Gerry McNeilly, Director, Ontario Office of Independent Police Review, is conducting a systemic review of what occurred during the G-20 situation in Toronto, focusing on patterns of behaviour which were the subject of complaints. He has stated that his terms of reference include looking at the unlawful arrests, the unlawful searches, the detention that took place in the streets and incidents at the detention centre, as well as how the police prepared for the G-20 and what training they got. Included in his review is whether journalists were specifically targeted, as a number of journalists were arrested, ordered to leave the scene or actually physically attacked. He intends to make recommendations so that in future, some of what occurred can be avoided.
McNeilly, himself, identifies three significant limitations with his review:
First, he admits that he is only going to look at unlawful arrests and searches. Using breach of the Queen’s peace is lawful. His review won’t be answering the question whether it was a justifiable use of the power of arrest.
Second, with more than 320 complaints to review, he’s concerned that he won’t be able to complete the review while the issue is current, so that it doesn’t get forgotten.

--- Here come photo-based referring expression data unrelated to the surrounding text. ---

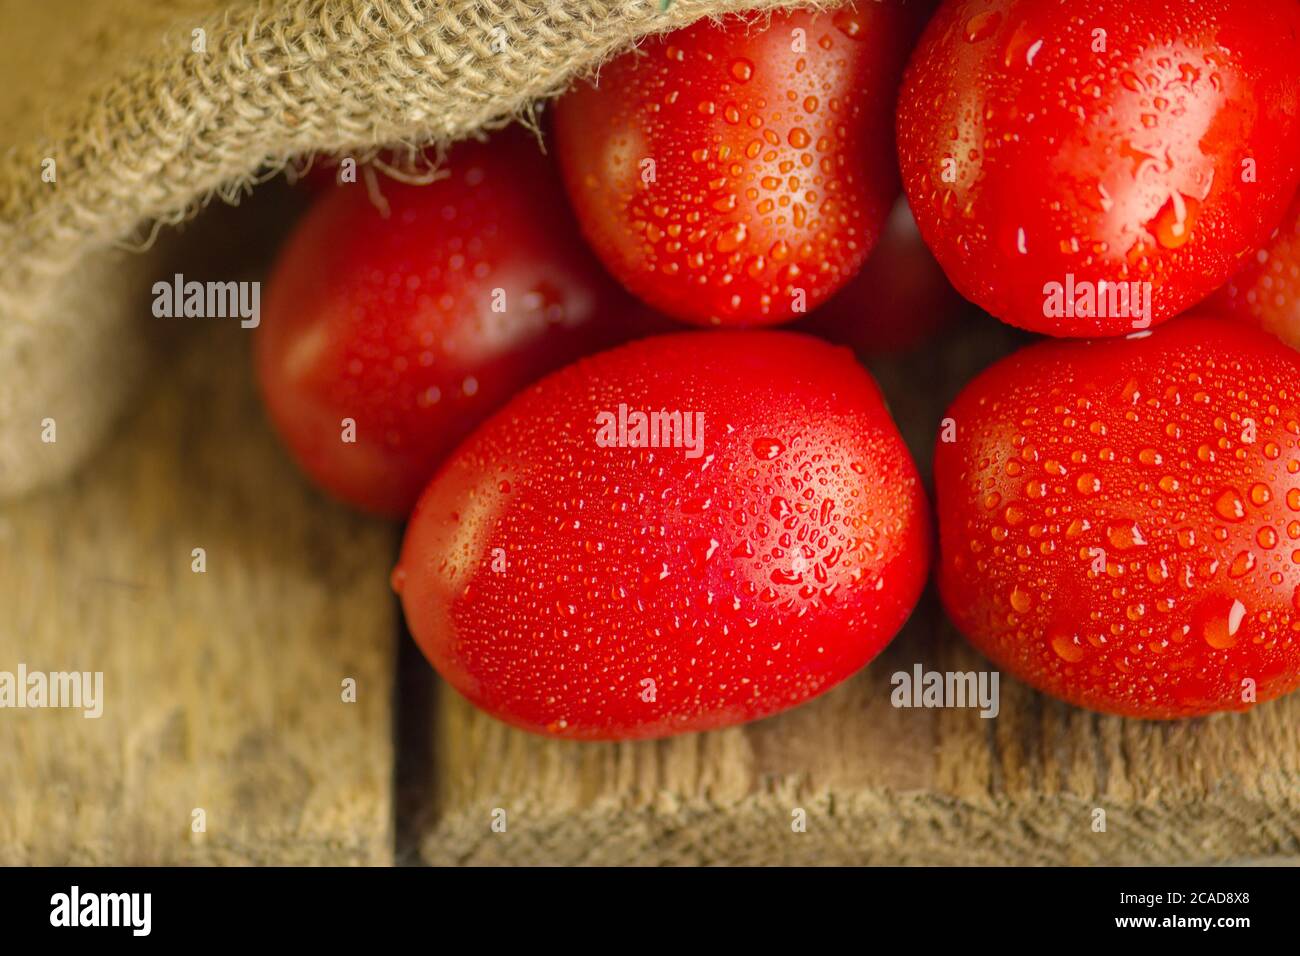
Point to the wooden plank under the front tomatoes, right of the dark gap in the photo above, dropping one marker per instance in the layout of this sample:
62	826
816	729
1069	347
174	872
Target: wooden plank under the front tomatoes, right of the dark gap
878	785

Third, the role of the RCMP in policing and providing security for the G-20 is outside his mandate and would have to be reviewed by the Canadian Police Commission in Ottawa. (The Integrated Security Unit was in charge of policing, under the direction of Chief Superintendent McNeil of the RCMP).
Question 5: Does Ms. Pupatello agree that a comprehensive, independent public inquiry into the actions of police at the G-20 summit is needed to determine what actions by police infringe citizens’ rights to assemble and to demonstrate peacefully and to avoid future repetition of these actions?